# Kopieren von Dateien die von einem anderen Programm verwendet werden?



## Chrno (2. Feb 2010)

Hi,

gibt es die Möglichkeit Dateien zu kopieren die von einem anderen Programm zurzeit verwendet werden?
Programmiere gerade ein Synchronisationsprogramm und es wäre sehr Praktisch wenn ich ALLE Dateien ohne Verlust kopieren könnte.
Oder wenn das nicht geht, kann ich irgendwie herausfinden welche ich nicht kopieren kann?

Chrno


----------



## Gast2 (2. Feb 2010)

Chrno hat gesagt.:


> gibt es die Möglichkeit Dateien zu kopieren die von einem anderen Programm zurzeit verwendet werden?


ich weis nicht wie es unter Linux geht ... unter Windows kommt es darauf an wie das andere Programm die Dateien geöffnet hat ... also mit Exlusivrechten oder Zugriff für alle



> Oder wenn das nicht geht, kann ich irgendwie herausfinden welche ich nicht kopieren kann?

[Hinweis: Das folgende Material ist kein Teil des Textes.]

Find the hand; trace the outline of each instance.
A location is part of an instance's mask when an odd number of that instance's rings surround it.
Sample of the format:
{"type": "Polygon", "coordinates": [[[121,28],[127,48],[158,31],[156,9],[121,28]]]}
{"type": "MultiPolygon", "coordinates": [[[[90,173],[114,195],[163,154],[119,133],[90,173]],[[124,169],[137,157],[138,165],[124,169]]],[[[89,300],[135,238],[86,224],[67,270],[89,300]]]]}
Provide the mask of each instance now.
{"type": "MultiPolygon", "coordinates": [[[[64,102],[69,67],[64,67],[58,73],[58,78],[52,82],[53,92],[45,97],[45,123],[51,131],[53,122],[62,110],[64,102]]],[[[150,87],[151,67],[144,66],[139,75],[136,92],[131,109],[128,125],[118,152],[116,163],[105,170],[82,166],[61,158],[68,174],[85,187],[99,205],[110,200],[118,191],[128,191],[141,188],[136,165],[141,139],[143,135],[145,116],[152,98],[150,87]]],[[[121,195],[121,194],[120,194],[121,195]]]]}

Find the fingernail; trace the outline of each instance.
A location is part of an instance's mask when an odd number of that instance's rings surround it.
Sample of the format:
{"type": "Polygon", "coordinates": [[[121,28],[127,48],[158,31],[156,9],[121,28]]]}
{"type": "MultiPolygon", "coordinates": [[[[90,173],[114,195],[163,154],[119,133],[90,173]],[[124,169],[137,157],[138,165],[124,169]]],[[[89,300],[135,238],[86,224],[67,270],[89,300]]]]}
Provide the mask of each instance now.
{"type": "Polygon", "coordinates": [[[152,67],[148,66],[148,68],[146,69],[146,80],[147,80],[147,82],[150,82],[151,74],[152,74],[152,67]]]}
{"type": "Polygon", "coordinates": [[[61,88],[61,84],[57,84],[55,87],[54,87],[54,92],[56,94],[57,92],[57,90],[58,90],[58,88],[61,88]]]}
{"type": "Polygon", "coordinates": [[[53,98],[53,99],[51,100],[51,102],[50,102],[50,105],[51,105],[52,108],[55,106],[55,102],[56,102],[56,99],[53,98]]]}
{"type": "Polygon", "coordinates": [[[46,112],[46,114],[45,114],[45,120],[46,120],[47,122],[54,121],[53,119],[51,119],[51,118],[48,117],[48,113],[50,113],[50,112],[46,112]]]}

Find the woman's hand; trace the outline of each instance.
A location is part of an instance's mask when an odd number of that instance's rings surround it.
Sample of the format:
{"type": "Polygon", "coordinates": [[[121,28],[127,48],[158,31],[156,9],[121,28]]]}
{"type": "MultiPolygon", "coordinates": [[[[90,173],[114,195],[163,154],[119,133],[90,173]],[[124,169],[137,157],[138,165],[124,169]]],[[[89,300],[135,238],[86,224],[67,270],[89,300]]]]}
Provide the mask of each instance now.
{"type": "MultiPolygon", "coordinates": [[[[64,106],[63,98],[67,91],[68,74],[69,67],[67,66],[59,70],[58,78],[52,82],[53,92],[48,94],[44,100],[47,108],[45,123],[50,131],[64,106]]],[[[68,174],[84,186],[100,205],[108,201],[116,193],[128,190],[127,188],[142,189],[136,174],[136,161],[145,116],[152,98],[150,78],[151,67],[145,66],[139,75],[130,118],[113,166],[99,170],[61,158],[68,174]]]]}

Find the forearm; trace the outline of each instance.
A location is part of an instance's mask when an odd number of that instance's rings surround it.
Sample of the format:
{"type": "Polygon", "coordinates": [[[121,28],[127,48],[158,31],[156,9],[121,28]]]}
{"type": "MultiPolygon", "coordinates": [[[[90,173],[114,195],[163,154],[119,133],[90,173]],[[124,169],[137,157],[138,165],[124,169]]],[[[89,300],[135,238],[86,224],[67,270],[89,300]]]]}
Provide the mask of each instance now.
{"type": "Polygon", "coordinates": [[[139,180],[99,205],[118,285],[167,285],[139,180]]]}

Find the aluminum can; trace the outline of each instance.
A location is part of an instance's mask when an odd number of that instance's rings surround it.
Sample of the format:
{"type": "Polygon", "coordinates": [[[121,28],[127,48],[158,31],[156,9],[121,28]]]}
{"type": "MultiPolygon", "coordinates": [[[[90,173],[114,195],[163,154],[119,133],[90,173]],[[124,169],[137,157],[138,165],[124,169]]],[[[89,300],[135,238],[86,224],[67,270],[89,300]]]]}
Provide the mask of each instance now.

Datei zum Lesen öffnen ... wenn eine Exception kommt, dann kannst Du die halt nicht öffnen

hand, mogel


----------



## Chrno (2. Feb 2010)

Für windows ich glaube exclusiv zugriff. Kennst du die meldung nicht? (siehe anhang)

Ich versuche jede Datei zu Kopieren aber eine Exception wird nicht geworfen.


----------



## hemeroc (2. Feb 2010)

Exklusive FileLocks werden vom Betriebssystem verwaltet also kurz und gut nein, darauf hast du keinen Einfluss. Das einzige was du machen kannst, ist den File beobachten und es immer wieder versuchen. Allerdings gibt es keine Garantie dafür das der File jemals freigegeben wird solange dein Programm läuft.

//Edit: das gilt auf jedem mit bekannten Betriebssystem.


----------



## FArt (3. Feb 2010)

Selbst wenn ein Filesystem konkurrierende Zugriffe zulässt, ist nicht sichergestellt, dass deine Kopie konsistent ist... 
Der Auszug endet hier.